A Walk Down the Street (Part 15)

You remember we ended our last walk up Route US1 at my old home away from home, the Army Reserve Center.

Today we continue going north through a short residential area, and then we see on the right two odd looking sculptures, flanked by entrances to what looks to be a small, new shopping center with a Starbucks and a Whole Foods.

But, surprise. When you drive into (or in my case, walk into) the Center, you find you are in a different world that you had no idea existed. There are shops and restaurants and playgrounds and apartments, all looking very inviting and comfortable.

Sorry, no pictures of the many midrise apartments. But I do have a picture of the big Blue Bear that stands near the splash fountain.

And then there is something even more intriguing near the front entrances. Here it is:

It’s an airplane perched on top of an old ice house. We learn that ice house, which goes 25 feet below the surface, was built by the Calvert family in 1860. And we learn that the land on which this center now sits was part of the Calverts’ farm, MacAlpine.

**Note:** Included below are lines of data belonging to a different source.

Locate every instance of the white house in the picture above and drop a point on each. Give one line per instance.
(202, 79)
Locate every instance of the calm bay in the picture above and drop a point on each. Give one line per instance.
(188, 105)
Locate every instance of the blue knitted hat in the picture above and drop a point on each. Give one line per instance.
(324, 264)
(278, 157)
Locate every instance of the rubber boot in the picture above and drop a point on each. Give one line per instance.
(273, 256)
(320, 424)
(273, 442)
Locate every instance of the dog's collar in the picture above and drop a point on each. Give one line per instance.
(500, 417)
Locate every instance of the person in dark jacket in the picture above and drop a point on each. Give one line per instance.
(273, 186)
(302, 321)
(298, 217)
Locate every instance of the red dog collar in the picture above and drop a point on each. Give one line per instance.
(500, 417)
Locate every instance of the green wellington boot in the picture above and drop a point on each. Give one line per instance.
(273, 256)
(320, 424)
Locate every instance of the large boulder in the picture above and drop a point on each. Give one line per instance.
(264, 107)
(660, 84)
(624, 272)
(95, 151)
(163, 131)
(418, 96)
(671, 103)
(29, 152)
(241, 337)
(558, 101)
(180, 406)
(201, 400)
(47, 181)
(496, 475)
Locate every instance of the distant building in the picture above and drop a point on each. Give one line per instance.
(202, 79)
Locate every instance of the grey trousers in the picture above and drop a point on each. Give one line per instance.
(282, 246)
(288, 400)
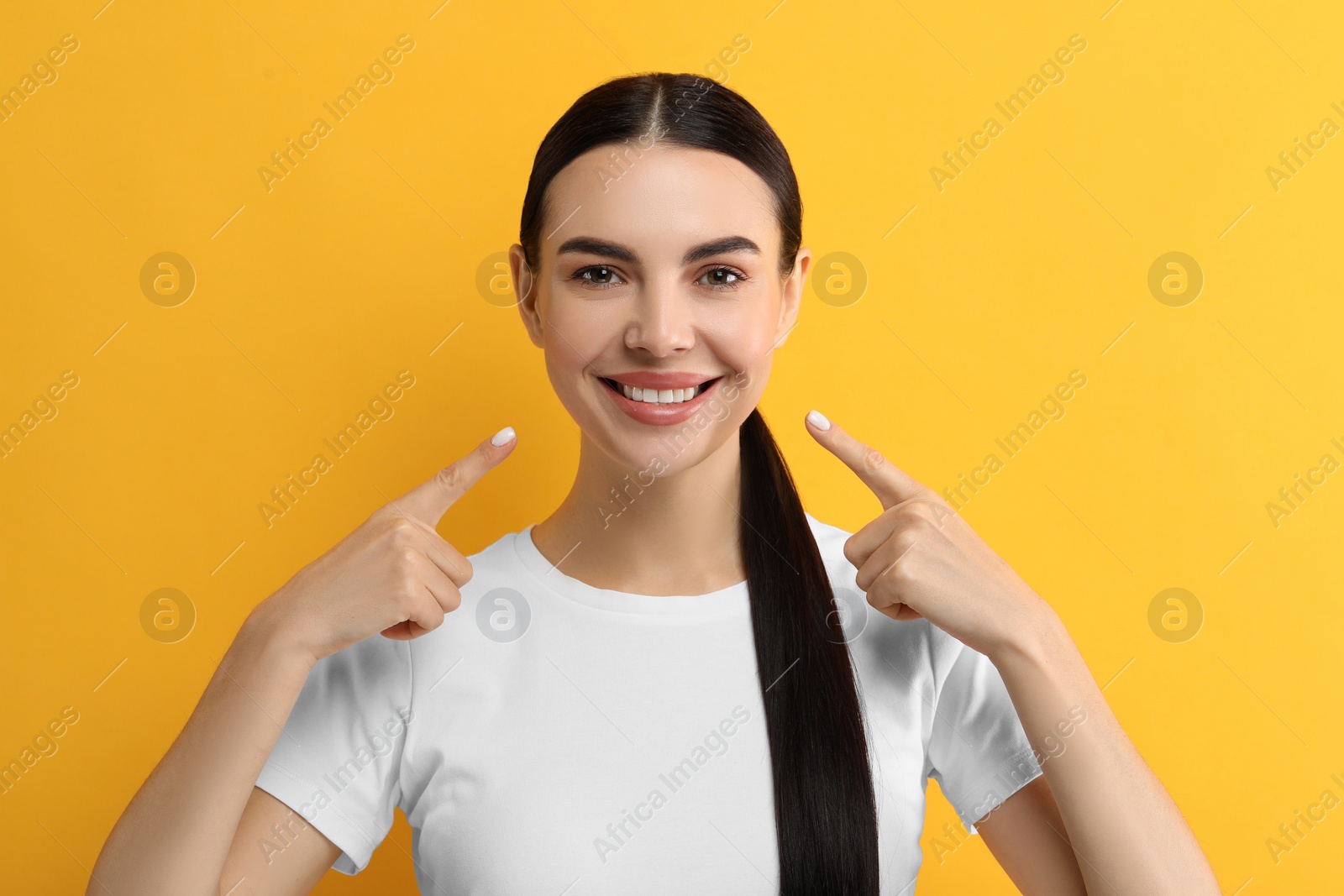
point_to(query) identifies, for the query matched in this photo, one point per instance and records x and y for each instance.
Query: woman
(595, 712)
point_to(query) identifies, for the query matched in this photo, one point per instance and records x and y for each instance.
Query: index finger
(429, 501)
(887, 481)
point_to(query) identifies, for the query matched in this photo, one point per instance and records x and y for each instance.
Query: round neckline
(725, 602)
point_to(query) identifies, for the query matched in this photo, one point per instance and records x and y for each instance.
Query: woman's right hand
(391, 575)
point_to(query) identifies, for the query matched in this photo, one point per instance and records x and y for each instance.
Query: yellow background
(1032, 264)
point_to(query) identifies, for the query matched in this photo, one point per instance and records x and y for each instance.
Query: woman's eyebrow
(591, 246)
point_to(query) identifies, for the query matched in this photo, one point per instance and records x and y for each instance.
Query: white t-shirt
(557, 738)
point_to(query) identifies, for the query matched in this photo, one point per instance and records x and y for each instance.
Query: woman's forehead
(660, 203)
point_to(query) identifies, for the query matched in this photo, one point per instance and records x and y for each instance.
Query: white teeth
(659, 396)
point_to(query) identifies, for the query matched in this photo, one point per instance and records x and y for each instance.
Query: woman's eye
(718, 278)
(596, 275)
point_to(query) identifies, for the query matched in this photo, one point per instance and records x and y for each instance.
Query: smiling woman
(658, 301)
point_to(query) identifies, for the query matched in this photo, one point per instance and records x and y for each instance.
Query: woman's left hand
(918, 558)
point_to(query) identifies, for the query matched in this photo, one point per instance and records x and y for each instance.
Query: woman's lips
(662, 414)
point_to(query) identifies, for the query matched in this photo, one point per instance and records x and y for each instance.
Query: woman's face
(659, 273)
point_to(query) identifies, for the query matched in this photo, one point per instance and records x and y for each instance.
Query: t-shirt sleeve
(978, 750)
(336, 761)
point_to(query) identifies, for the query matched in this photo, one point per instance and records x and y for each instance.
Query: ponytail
(826, 810)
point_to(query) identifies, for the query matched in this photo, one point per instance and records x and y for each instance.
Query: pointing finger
(429, 501)
(887, 481)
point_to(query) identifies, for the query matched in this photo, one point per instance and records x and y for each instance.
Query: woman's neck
(656, 535)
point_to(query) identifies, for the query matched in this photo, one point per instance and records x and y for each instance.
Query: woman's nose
(662, 320)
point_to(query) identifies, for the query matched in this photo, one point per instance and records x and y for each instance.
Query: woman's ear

But what about the airplane? Well, it turns out that there was at least one interim owner betweem the Calvert time and time present. We learn that this land was the site of the Energy Research Corporation, founded in the 1930s by Henry Berliner to build small single engine airplanes and which then became an important military parts contractor during World War II. In addition to the workspace, there was a large development of publically owned housing units to serve ERCO employees and University of Maryland students on the GI bill. Built as temporary housing, it was all torn down in the 1950s. I don’t know what was happening on this site between the ERCO demolition and the construction of the current shops and instructions.

Continuing north, we see middle class housing, and then we get to College Park.

And then the commercial development begins anew.